The world will find out today who has won one of the most important literary awards, the Man Booker Prize. The first Zimbabwean ever to be shortlisted, NoViolet Bulawayo, was in Cape Town when she learnt that her first novel, the lyrical We Need New Names, had been shortlisted for the Man Booker Prize.

"Such a perfect space to hear such news," says Bulawayo, who was a featured speaker at the city's Open Book festival. "I was surrounded by book people and fans."

Bulawayo – which is a pen name, borrowed from the city that she grew up in – says that she doesn’t really come from a book family. When she moved to the United States, the family expectation was that she would study law, not creative writing, though she went on to earn an MFA from Cornell University.

Her novel’s narrator, Darling, is a young girl in Zimbabwe who spends her days with her friends stealing guavas, playing games, and dreaming of escaping to paradise locations including America, France and Dubai. Darling seems to win the golden ticket out of Zim’s landscape of poverty and Aids with a fresh start in the US.

The distinct clarity of the child’s voice has won rave reviews from heavyweight critics around the world.

At just 31, Bulawayo is the youngest contender this year, and the first Zimbabwean ever to be shortlisted. Previous winners from Africa are Nadine Gordimer, J M Coetzee (twice) and Ben Okri.

Bulawayo travels next to Zimbabwe to launch the novel there, before heading back to California, where she is a fellow at Stanford.

Congratulations on moving from the longlist to the shortlist. To which did you have a stronger reaction?

I didn’t even know that my book had been nominated, so [the longlist] was a shock. The shortlist was another shock. Scarier than the first. It’s a wonderful recognition and I’m very much encouraged to keep working.

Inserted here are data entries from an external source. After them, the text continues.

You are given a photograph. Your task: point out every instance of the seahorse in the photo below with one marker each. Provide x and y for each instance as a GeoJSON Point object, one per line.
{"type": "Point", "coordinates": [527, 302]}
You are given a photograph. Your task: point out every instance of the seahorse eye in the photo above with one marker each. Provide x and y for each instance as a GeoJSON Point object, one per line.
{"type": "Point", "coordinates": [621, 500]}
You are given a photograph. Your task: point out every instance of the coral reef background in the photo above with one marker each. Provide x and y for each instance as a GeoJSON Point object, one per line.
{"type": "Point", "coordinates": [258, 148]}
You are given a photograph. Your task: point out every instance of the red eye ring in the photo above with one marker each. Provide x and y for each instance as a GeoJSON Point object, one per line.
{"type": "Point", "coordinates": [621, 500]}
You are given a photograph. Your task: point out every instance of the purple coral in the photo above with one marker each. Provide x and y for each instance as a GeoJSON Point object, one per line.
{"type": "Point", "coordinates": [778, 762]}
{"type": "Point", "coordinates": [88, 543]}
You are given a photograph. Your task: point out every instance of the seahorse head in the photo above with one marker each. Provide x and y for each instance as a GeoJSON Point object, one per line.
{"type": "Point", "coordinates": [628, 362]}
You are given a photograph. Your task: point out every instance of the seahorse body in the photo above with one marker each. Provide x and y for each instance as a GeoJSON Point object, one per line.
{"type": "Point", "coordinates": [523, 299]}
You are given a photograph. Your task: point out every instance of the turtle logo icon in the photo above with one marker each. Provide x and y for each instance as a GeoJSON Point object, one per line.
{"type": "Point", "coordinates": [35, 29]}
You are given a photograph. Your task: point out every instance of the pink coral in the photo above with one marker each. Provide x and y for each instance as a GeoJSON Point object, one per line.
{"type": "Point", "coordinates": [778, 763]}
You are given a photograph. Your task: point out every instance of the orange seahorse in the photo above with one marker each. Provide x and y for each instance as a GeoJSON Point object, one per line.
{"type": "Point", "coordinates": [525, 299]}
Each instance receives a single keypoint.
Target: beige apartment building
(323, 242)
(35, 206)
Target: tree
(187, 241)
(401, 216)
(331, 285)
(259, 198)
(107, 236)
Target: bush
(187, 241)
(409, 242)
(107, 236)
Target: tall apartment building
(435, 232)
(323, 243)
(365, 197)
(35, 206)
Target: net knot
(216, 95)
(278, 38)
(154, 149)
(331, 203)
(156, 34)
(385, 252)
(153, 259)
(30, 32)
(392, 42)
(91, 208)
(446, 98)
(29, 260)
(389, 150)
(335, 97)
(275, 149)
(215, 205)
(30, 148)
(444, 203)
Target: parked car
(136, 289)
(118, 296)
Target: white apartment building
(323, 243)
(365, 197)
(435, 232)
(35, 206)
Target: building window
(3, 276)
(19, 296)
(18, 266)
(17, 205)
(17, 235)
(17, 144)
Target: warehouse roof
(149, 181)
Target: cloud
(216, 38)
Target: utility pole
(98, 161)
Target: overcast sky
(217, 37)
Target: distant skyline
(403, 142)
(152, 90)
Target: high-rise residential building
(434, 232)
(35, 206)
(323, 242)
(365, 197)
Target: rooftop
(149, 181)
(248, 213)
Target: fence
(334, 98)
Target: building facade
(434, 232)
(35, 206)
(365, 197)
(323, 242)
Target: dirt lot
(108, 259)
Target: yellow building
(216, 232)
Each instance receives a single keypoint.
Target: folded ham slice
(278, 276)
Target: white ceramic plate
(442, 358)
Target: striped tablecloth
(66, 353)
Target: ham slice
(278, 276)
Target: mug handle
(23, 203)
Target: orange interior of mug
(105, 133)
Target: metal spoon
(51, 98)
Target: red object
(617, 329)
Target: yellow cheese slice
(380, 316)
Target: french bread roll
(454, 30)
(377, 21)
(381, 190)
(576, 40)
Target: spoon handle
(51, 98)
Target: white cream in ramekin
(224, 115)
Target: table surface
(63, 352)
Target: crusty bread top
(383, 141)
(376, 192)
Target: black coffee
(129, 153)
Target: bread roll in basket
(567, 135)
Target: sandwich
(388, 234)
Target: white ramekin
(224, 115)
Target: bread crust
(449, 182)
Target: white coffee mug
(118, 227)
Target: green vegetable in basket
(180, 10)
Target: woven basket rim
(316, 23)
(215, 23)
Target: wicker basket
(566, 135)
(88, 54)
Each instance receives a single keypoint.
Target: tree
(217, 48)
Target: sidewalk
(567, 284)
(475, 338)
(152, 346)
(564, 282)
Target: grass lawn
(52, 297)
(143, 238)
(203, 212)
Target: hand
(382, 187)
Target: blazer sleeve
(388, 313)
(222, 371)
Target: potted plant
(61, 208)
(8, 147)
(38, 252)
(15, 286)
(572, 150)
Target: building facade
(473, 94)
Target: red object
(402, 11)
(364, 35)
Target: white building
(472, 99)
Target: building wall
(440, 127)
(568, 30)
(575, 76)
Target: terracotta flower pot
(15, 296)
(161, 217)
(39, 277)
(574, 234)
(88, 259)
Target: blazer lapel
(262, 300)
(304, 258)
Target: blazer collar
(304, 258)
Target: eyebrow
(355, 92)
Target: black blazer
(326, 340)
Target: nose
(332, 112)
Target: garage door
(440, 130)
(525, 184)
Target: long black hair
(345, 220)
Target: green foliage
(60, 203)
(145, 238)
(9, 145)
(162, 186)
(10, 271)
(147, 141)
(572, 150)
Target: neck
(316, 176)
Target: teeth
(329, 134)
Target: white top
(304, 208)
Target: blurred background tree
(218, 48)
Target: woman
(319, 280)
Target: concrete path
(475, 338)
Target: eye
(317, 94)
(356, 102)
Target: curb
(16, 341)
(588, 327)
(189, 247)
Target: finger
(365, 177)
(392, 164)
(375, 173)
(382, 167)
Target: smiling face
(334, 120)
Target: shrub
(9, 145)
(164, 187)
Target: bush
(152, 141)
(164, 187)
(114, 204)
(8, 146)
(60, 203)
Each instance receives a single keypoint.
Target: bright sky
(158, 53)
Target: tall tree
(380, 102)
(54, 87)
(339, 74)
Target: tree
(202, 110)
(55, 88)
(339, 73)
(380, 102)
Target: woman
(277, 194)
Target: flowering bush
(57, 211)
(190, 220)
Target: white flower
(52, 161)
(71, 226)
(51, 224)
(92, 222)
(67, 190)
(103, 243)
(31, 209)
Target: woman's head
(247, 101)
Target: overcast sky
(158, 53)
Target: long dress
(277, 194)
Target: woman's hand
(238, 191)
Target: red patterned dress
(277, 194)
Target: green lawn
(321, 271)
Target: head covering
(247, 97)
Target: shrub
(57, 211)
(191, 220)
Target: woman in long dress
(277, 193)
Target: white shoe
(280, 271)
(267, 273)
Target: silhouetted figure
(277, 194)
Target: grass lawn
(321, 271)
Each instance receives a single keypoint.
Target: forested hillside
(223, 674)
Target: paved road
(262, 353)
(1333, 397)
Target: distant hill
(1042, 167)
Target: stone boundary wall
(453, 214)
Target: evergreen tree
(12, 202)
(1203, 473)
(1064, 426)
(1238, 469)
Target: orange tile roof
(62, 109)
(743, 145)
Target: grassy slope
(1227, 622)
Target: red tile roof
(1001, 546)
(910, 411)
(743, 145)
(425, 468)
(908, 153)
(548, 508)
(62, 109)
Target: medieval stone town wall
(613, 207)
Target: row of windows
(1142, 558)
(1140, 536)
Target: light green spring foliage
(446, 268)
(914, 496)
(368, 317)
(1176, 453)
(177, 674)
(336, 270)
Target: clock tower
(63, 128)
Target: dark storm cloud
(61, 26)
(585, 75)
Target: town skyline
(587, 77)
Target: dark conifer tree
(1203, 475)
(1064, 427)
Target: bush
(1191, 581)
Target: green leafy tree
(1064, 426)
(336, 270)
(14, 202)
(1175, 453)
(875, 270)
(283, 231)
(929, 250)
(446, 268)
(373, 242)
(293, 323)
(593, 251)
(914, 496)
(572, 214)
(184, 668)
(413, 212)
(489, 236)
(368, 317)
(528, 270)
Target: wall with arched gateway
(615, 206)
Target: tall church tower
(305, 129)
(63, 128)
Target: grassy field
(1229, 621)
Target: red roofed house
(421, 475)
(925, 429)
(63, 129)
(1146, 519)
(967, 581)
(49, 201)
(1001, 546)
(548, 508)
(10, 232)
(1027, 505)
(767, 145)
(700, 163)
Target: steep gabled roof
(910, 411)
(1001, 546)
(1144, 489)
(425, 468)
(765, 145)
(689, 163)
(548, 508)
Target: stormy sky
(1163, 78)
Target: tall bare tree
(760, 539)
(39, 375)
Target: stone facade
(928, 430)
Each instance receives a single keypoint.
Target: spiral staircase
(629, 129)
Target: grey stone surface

The children in We Need New Names play the country game: “If you lose the fight, then you just have to settle for countries like Dubai and South Africa … They are not country-countries, but at least life is better than here.” How did Dubai get on the list?

That was a real game. I think that it sort of mirrors the larger politics of the world, power play within countries, the superior countries, the weaker countries.

During the Lost Decade, Zimbabweans were all over the place. I had friends in Dubai, and I remember [asking]: “What on Earth are you doing in Dubai?” Growing up, it wasn’t the country that was in our imaginations. What was in our imaginations was the US and UK. It’s quite interesting how that part of the world has become part of Zimbabwe’s narrative.

Then of course, Darling “wins” the real country game: she gets to go to America. She’s quite young, and doesn’t really appreciate what the intercultural challenges may be.

Children sort of live in the moment. For them it’s enough that they are going to America. But of course she gets there and finds a very different reality. No matter how much food she eats in America, she is always hungry for home, and then you do get the loss of self. Just being in limbo, never quite belonging. At the end, she is calling home and her friend is reminding her that she left the country, so [she has] no right to complain.

How does the oral culture that you were raised in affect your storytelling?

During the holidays, we went to the rural areas where we would meet my grandmother and storytelling was the daily form of entertainment. I grew up thinking that it was just normal, that the world was told through stories. And my father was also a storyteller. At school, I’d always be telling stories to my friends.

I started reading books and found a connection: they were also stories, just like the ones I had heard. It really gives a lot to my voice in that when I write, I think of a listener, not necessarily a reader.

I think the connection with told stories is more urgent, more true. You get one to two minutes to engage them, which taught me about voice and urgency. Which is why, when I write, my challenge is to write something that the reader can’t put down.